Medical Student Georgetown University School of Medicine
Introduction: Failure to rescue (FTR), or death within 30 days of a major postoperative complication, is a key metric used in evaluating hospital quality. There is a paucity of literature regarding frailty’s impact on FTR, particularly with the risk analysis index (RAI) metric. This study aims to develop and validate a frailty-driven model to predict mortality, non-routine discharge (NRD), and extended length of stay (eLOS) in surgical patients who experienced major complications.
Methods: This analysis utilized 5,793,589 patients in the 2015–2020 ACS-NSQIP database, focusing on 441,435 individuals with major complications. The study assessed FTR, NRD, and eLOS across four RAI tiers (I-IV), incorporating American Society of Anesthesiologists (ASA) classification. Three models were evaluated: Model 1 (RAI), Model 2 (RAI+ASA), and Model 3 (RAI, ASA, emergency surgery status, and the number of complications). Area Under Curve (AUC) analysis was used to evaluate each model’s performance.
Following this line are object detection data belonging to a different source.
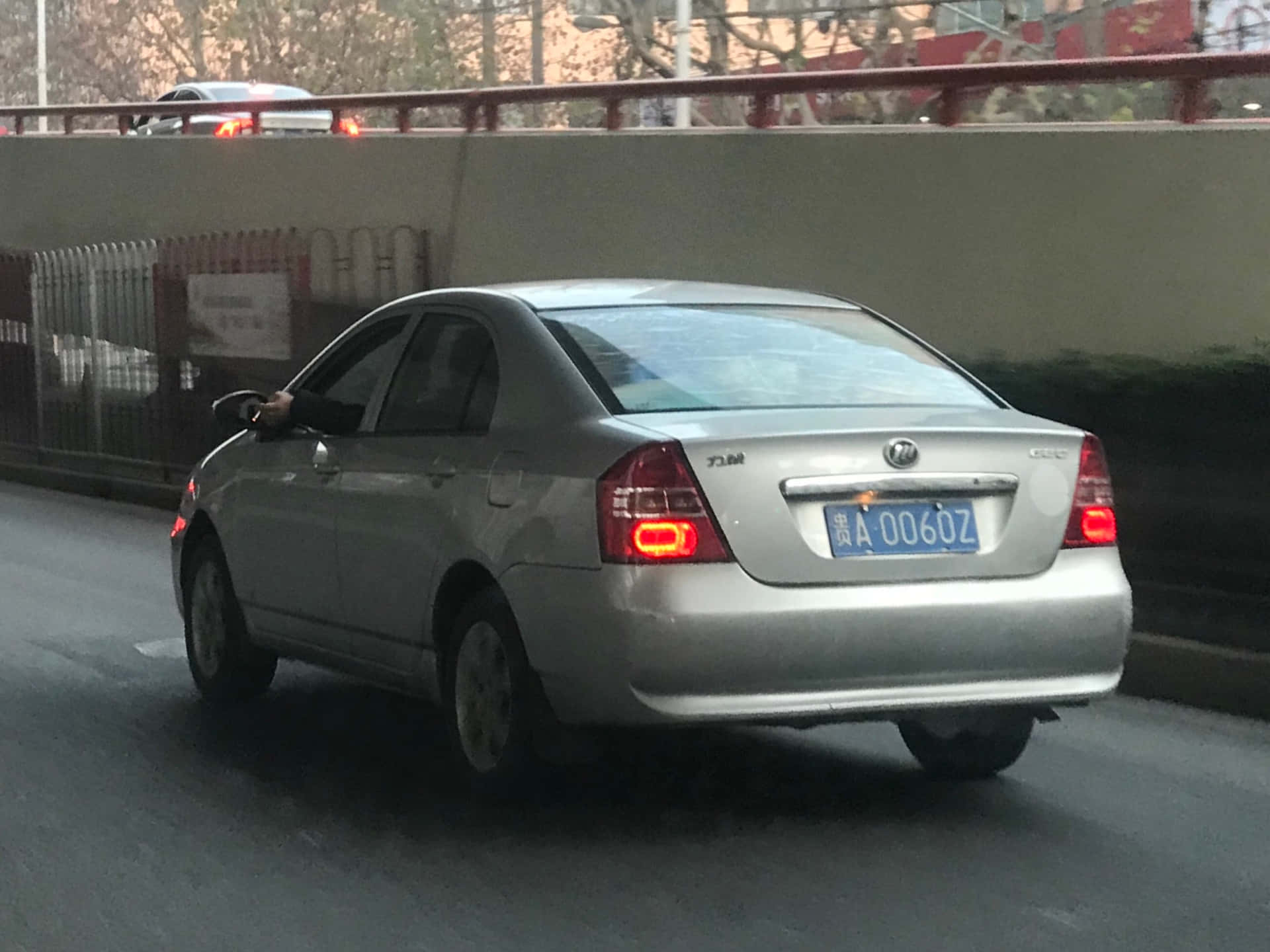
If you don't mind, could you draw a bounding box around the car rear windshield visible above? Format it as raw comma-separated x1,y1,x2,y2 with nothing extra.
211,83,312,103
544,305,994,413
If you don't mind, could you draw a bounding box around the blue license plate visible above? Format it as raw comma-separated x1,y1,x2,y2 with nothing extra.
824,499,979,559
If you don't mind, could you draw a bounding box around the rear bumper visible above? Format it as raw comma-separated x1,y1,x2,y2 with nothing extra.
501,548,1132,725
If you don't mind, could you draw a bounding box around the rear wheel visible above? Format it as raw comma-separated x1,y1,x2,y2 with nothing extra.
899,711,1033,781
446,589,548,793
185,538,278,702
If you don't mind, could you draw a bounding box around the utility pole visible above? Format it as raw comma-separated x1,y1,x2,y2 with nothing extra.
675,0,692,128
480,0,498,87
530,0,546,126
530,0,546,87
36,0,48,132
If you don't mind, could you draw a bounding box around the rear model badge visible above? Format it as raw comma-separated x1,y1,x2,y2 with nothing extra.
881,436,919,469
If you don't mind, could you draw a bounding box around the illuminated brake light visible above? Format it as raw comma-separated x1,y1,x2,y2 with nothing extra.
631,519,697,559
216,119,251,138
597,443,732,563
1081,505,1115,546
1063,433,1118,548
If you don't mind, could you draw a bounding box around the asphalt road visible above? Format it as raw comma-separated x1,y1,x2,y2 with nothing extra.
0,485,1270,952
Results: FTR was observed in 36,824 cases (8.3%), while 136,685 patients (33.0%) experienced NRD, and 112,393 (26.1%) had hospital stays longer than 8 days. The distribution of RAI categories was as follows: I (8.6%), II (29.7%), III (43.1%), and IV (18.6%). Adjusted odds ratios (aORs) for mortality were 3.299 (RAI II), 7.586 (RAI III), and 16.313 (RAI IV). For NRD, aORs were 3.271 (RAI II), 8.980 (RAI III), and 11.833 (RAI IV); for eLOS, aORs were 1.802 (RAI II), 2.198 (RAI III), and 2.945 (RAI IV). The AUC values for mortality prediction were as follows: Model 1 had an AUC of 0.705 (0.702–0.708), which increased to 0.781 (0.778–0.783) with Model 2, and 0.846 (0.844–0.848) with Model 3. For NRD, the AUC improved from 0.687 (0.685–0.689) with Model 1 to 0.722 (0.720–0.723) with Model 3. In the case of eLOS, AUC increased from 0.573 (0.571–0.574) with Model 1 to 0.707 (0.705–0.708) with Model 3.
Conclusion : Demonstrated by the RAI, frailty is associated with FTR, NRD, and eLOS in surgical patients. The novel combined frailty index demonstrates superior discrimination in identifying high-risk patients, providing valuable insights for improving surgical care.